This seems to be a different form of the latter? I'd like to understand this path before giving r+; can you explain what's expected and what's going on?

@@ +1278,5 @@
> +
> +    // If this changes, might need to change what we write.
> +    MOZ_ASSERT(WasmMemoryObject::RESERVED_SLOTS == 2);
> +
> +    Rooted<WasmMemoryObject*> memoryObj(context(), &CheckedUnwrap(obj)->as<WasmMemoryObject>());

Doesn't this need to check if memoryObj is nullptr and ReportAccessDenied(context())?

@@ +2001,5 @@
>  bool
>  JSStructuredCloneReader::readSharedArrayBuffer(uint32_t nbytes, MutableHandleValue vp)
>  {
> +    uint32_t byteLength;
> +    in.readBytes(&byteLength, sizeof(byteLength));

All of the readBytes() calls here (new and existing) should check the return value. I thought we'd done MOZ_MUST_USE on it, but it looks like not. Doing that would require fixing up at least one other place that I see. Filed bug 1417558.

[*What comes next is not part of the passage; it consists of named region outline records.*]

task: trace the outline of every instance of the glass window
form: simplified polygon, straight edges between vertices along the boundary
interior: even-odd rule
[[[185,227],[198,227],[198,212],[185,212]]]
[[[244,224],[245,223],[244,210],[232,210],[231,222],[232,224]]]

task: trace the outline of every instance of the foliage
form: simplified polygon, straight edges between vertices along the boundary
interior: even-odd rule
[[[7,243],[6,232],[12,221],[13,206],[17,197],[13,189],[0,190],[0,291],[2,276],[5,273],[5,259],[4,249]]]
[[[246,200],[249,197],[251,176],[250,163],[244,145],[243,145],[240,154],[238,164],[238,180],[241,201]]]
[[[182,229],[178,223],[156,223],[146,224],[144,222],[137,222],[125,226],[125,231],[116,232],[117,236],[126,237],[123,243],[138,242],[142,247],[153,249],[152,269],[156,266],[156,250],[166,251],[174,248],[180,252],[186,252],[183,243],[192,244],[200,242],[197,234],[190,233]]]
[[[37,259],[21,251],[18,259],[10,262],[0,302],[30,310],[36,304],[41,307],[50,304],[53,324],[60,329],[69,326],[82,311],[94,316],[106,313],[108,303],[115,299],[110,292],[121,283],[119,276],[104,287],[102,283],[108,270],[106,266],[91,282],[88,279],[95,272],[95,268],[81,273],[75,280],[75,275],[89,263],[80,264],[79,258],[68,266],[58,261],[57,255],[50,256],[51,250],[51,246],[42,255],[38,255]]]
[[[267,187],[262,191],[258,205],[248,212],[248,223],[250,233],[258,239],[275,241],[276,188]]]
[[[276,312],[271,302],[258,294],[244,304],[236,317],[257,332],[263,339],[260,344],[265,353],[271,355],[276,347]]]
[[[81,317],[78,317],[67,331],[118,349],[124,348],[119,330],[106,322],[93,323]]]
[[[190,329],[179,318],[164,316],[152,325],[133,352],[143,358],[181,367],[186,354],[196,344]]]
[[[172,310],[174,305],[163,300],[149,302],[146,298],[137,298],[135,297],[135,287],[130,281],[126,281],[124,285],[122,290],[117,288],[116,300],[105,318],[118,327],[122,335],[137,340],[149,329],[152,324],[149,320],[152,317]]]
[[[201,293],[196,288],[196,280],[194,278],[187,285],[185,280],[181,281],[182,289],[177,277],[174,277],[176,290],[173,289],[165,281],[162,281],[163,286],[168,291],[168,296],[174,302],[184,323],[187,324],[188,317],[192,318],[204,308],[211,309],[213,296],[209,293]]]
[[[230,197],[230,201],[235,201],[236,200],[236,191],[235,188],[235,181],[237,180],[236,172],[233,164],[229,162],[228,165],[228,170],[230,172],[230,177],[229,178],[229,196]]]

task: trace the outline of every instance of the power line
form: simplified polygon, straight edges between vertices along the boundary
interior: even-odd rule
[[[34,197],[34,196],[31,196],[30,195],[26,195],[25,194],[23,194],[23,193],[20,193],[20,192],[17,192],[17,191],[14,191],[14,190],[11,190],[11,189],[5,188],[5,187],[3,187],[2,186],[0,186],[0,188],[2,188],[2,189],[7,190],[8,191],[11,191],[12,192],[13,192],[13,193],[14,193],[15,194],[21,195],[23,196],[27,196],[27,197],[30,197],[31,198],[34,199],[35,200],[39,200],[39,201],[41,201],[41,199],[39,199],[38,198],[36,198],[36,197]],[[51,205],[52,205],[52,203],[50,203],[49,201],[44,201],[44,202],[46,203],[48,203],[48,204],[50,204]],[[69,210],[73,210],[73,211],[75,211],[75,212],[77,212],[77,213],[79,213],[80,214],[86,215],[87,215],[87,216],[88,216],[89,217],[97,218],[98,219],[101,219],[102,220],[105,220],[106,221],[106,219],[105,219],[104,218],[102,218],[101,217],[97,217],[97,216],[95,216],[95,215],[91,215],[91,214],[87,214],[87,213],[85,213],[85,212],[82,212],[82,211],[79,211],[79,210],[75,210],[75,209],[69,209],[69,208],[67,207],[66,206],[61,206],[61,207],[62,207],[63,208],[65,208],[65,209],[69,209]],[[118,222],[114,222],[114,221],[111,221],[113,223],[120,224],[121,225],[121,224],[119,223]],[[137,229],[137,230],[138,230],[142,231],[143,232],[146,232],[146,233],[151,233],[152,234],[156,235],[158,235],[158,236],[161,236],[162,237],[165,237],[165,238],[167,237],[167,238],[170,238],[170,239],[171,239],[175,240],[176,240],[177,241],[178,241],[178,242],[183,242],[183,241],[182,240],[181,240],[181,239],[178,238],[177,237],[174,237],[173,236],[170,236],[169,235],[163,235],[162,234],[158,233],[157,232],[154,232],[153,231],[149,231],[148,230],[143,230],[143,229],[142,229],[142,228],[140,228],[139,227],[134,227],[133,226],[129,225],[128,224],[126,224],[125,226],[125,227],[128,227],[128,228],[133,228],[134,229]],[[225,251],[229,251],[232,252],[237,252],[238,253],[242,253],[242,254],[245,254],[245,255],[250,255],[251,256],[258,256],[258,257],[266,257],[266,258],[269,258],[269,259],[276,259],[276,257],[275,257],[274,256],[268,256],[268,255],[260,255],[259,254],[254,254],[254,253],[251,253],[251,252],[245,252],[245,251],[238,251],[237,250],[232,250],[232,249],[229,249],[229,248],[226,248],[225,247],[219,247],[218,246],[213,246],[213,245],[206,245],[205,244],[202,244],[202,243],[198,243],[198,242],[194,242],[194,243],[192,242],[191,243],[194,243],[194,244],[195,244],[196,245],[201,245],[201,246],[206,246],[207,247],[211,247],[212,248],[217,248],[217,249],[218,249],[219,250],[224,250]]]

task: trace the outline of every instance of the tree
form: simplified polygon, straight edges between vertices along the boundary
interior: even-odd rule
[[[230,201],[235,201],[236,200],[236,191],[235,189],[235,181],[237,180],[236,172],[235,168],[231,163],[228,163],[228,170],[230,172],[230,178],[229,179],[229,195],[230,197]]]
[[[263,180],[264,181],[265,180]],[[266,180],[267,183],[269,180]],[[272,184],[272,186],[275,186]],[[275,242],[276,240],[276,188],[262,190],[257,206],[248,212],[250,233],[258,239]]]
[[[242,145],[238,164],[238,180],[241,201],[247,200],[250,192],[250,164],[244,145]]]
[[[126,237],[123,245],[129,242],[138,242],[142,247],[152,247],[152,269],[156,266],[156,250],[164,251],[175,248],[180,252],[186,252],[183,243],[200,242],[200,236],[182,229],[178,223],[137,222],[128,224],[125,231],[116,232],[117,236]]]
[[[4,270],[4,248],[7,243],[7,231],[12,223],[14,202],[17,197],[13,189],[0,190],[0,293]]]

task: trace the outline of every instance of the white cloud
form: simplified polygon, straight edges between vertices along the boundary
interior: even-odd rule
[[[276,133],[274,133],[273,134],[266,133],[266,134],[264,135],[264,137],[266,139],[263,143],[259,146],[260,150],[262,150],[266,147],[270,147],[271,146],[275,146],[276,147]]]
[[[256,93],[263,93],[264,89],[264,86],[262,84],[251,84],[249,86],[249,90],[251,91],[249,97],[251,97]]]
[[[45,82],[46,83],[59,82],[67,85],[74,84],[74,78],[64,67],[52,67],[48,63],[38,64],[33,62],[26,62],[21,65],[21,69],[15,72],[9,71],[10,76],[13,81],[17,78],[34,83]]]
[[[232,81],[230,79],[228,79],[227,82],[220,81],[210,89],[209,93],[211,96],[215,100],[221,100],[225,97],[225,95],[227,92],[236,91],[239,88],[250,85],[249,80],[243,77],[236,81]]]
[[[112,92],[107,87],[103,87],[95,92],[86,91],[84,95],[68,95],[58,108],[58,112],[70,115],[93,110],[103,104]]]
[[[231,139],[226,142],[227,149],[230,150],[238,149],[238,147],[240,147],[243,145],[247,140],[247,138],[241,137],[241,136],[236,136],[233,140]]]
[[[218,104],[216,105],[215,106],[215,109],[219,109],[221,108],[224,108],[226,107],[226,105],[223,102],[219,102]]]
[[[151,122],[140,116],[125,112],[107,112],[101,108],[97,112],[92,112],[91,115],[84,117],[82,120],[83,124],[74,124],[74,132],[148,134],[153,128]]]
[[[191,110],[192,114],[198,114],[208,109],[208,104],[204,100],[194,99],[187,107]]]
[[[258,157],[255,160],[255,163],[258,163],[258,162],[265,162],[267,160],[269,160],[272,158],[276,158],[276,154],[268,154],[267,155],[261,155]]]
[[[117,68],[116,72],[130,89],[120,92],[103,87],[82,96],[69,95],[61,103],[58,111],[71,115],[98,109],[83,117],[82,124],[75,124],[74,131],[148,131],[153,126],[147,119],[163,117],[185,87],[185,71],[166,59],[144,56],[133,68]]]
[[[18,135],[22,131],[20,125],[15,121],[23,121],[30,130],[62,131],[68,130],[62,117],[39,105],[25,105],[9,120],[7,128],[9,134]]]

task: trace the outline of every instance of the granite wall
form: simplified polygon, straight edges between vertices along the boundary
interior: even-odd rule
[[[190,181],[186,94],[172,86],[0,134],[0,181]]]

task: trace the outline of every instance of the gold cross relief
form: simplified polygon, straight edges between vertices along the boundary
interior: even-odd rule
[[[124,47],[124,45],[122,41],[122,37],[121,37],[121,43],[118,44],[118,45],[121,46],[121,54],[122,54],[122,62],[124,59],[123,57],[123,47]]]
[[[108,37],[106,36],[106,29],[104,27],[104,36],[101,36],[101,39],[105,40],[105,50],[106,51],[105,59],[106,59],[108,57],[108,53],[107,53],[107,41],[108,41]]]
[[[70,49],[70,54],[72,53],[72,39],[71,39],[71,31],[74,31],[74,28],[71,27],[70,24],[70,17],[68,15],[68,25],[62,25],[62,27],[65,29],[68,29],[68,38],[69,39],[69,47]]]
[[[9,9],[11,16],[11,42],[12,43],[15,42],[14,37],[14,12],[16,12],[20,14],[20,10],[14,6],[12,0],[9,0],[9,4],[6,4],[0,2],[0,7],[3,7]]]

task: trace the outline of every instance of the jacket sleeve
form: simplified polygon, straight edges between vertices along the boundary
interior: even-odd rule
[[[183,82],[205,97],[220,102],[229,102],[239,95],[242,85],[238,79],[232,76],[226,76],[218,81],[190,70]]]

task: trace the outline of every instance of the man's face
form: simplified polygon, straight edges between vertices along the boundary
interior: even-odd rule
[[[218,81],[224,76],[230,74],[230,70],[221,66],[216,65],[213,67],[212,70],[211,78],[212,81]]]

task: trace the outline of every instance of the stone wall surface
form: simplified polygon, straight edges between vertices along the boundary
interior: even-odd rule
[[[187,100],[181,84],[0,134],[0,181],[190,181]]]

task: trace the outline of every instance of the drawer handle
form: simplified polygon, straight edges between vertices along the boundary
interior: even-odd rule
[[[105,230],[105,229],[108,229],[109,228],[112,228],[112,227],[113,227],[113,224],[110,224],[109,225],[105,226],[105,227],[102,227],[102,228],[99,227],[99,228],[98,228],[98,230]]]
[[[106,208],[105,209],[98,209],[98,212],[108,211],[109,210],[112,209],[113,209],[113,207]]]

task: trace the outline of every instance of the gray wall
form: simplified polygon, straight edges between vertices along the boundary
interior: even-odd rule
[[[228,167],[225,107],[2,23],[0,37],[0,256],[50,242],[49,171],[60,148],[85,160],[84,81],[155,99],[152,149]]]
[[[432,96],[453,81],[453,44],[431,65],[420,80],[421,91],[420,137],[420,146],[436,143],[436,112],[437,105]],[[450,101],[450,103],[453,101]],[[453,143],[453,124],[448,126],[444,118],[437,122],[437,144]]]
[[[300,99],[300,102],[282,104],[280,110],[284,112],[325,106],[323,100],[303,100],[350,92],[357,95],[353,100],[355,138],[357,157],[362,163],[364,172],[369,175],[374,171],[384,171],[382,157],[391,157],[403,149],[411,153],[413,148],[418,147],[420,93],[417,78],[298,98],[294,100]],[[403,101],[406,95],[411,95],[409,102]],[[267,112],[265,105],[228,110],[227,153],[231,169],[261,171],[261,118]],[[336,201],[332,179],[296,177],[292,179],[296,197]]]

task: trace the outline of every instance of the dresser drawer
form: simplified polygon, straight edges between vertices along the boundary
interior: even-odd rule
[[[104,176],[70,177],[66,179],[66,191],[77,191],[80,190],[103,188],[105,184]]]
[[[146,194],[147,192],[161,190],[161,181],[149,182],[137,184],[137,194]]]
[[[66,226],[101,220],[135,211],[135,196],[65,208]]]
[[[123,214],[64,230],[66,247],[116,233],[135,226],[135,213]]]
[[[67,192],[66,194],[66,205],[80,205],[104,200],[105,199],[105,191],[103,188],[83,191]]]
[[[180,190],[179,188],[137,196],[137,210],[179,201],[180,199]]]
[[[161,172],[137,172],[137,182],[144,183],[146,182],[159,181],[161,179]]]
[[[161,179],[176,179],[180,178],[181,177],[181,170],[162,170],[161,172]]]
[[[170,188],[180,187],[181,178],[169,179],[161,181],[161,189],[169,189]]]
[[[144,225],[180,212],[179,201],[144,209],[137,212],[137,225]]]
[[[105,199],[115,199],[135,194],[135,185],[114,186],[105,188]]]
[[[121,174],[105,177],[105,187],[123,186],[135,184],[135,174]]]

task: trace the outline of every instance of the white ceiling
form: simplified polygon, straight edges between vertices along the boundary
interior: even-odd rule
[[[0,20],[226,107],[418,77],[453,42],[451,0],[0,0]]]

If it's a pain to in.reportTruncated() here, it'd still be better to MOZ_CRASH.

Comment 13

[Lars T Hansen [:lth]]

(In reply to Steve Fink [:sfink] [:s:] from comment #12)
> Comment on attachment 8925900 [details] [diff] [review]
> bug1412852-structured-clone-wasm-shared-memory-object.patch
> 
> Review of attachment 8925900 [details] [diff] [review]:
> -----------------------------------------------------------------
> 
> ::: js/src/vm/StructuredClone.cpp
> @@ +1256,5 @@
> >          return false;
> >  
> > +    // We must serialize the length so that the buffer object arrives in the
> > +    // receiver with the same length, and not with the length read from the
> > +    // rawbuf - that length can be different, and it can change at any time.
> 
> So how does that work? What happens if I have half a dozen in-flight clone
> buffers and the length shrinks to less than what is stored in those buffers?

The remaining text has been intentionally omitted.